Researchers at the Fraunhofer Institute for Manufacturing Engineering and Automation in Stuttgart and Medical Center at the University of Freiburg, Germany are preparing paralympic cycling athletes for the coming Rio games. They have built and are now using a special stationary cycling rig to help select and adjust prosthetic legs specifically for every cyclist. This is quite a bit more advanced than the current approach of athletes subjectively testing different legs and settings while a technician makes repeat adjustments.
The new system includes a simulator that can make predictions on how different prostheses will fit and how best to adjust their settings. It actually produces a set of recommendations that need to be tried out before making a final fit.

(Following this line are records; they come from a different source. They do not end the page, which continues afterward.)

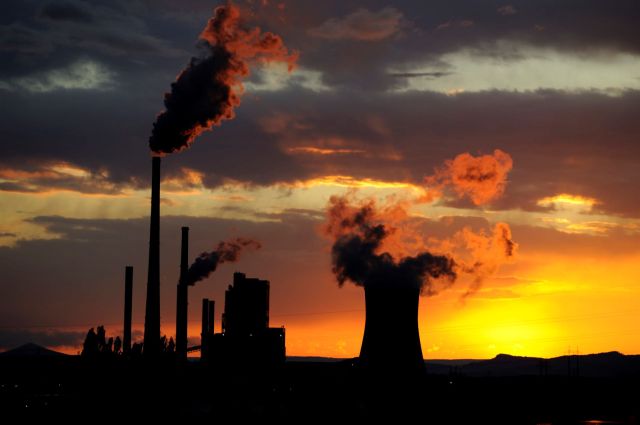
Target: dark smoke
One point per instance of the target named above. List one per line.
(225, 252)
(355, 254)
(208, 90)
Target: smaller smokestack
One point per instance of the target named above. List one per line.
(205, 328)
(152, 308)
(182, 299)
(205, 316)
(211, 313)
(128, 301)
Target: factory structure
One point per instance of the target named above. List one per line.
(391, 339)
(245, 336)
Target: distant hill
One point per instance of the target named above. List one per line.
(611, 364)
(312, 359)
(31, 350)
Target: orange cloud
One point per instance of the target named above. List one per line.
(482, 179)
(322, 151)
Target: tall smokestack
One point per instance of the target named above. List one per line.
(205, 328)
(391, 339)
(128, 297)
(182, 307)
(205, 317)
(152, 312)
(211, 312)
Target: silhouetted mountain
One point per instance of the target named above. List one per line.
(31, 350)
(611, 364)
(313, 359)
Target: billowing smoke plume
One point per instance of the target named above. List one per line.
(480, 254)
(356, 252)
(208, 90)
(481, 178)
(225, 252)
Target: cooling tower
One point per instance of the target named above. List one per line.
(391, 339)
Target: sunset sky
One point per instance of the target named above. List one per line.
(383, 95)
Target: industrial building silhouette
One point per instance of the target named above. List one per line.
(246, 338)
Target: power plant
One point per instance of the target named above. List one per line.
(246, 338)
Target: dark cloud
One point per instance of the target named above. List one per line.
(12, 338)
(361, 25)
(63, 11)
(59, 283)
(584, 143)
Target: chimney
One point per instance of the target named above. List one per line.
(182, 306)
(210, 320)
(152, 312)
(205, 328)
(128, 297)
(391, 341)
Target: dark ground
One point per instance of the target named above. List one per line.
(72, 389)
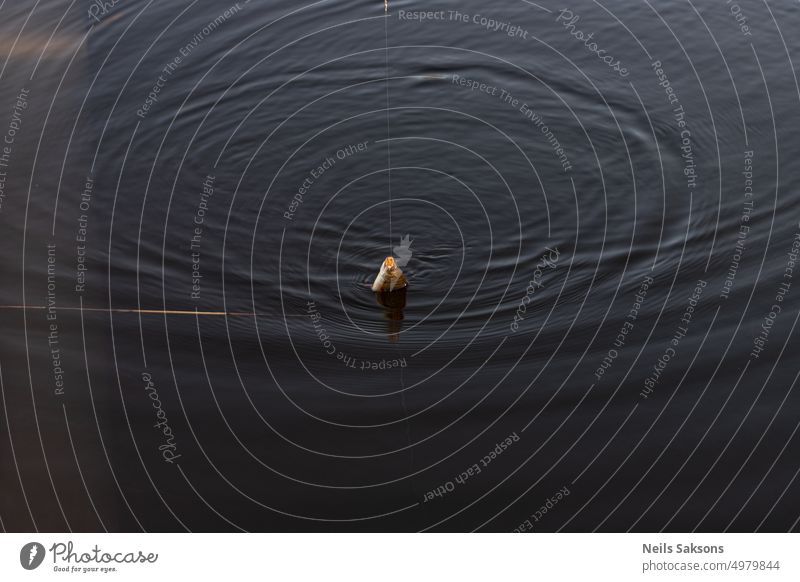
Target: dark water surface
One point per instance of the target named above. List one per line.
(599, 327)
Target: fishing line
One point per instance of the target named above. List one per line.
(388, 131)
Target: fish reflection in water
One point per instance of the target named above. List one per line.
(393, 303)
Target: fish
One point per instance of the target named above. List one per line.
(390, 277)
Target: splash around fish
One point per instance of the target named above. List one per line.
(390, 277)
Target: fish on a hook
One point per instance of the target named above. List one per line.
(390, 277)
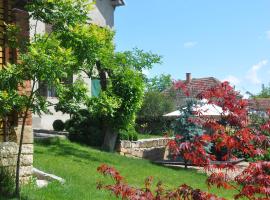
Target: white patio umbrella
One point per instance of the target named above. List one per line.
(205, 110)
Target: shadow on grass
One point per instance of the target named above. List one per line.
(63, 148)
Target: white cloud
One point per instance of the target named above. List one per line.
(252, 74)
(232, 80)
(190, 44)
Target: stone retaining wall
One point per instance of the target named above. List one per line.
(8, 158)
(151, 149)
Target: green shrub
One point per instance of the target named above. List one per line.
(129, 134)
(85, 128)
(7, 182)
(154, 125)
(58, 125)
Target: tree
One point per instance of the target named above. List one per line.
(233, 133)
(44, 59)
(186, 130)
(159, 83)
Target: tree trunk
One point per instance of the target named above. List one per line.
(185, 161)
(17, 189)
(6, 130)
(109, 140)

The athlete, while wearing the new prosthetic, takes a ride on the stationary cycle while a bunch of infrared cameras track the movement of markers stuck to numerous spots on the athlete’s body. Simultaneously, sensors on the pedals record how much force is actually applied to make the wheels spin. The measures are then compared to identify how efficient the transfer of energy happens from the athlete via the prosthetic and into the pedals. Additional adjustments and a few more spins on the cycle allow the team to zero-in on a perfect fit.
While the technology was developed for serious athletes, it certainly has a great deal of application for anyone using leg prostheses as even a casual rider would appreciate more comfort and better results from every ride.